Exit Planning Tools for Business Owners

Four Basics of Exit Planning 3: Know Your Buyer

Know your buyer? Your initial reaction to this title may be “How can I know my buyer? I haven’t even decided to sell yet!”

Nonetheless, understanding the type of buyer that your company will attract is vital. More importantly, gaining that understanding long before you go to market will impact many decisions about how to run your business between now and when you start to actively market the company for sale.

The classes of buyers are not interchangeable. I once worked with the owner of a subcontracting company. He told me “I want to find a strategic buyer. I know they pay higher multiples than anyone else.”

That’s nice in concept, but Strategic Buyers make strategic acquisitions. His business was only as good as its next bid. He had no proprietary systems, no products, no long-term customers and no contracts besides the current jobs. Strategic buyers pay for strategic differentiation. He was unhappy that I didn’t classify his self-defined “great reputation in town” as a differentiator.

Other Classes of Buyers

Your business will determine what types of buyers you should seek, how your earnings will be viewed, and the multiple of earnings you can expect.

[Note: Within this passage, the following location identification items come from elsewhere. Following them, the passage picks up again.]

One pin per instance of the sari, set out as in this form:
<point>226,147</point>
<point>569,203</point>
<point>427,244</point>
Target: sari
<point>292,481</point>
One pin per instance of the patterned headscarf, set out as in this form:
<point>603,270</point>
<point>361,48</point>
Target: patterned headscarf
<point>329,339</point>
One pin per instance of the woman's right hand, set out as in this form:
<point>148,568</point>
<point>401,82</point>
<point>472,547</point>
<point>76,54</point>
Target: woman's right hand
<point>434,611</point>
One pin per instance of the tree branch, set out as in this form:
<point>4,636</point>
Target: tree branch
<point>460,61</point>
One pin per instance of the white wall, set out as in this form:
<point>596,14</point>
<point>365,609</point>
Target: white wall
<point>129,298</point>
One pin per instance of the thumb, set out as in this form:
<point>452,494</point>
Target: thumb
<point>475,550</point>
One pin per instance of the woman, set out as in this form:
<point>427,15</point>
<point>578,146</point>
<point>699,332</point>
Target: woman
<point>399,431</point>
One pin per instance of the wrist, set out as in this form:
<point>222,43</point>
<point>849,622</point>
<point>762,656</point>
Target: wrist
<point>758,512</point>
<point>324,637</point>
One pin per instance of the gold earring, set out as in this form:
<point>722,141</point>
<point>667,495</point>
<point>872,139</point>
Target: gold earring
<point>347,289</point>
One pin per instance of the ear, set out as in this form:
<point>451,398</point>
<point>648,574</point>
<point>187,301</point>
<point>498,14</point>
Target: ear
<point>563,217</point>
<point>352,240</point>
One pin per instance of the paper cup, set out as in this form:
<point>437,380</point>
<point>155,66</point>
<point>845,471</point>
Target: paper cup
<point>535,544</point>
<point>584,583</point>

Main Street is the generally accepted term for businesses that sell for less than $3,000,000. Entrepreneurial Buyers are most commonly an individual or partnership. Downsized executives and entrepreneurs who have sold a previous business make up a large percentage of the buyer population for these companies. These transactions are usually handled privately, or through a business broker who advertises them on the Internet.

Cash flow for these businesses is called Seller’s Discretionary Earnings (SDE), and includes all the perks of ownership (wife’s car, no-show child employment and the like.) Anything that could be applied to a debt payment qualifies. For most Main Street buyers, their ability to service loans for the purchase usually tops out around 3 times SDE.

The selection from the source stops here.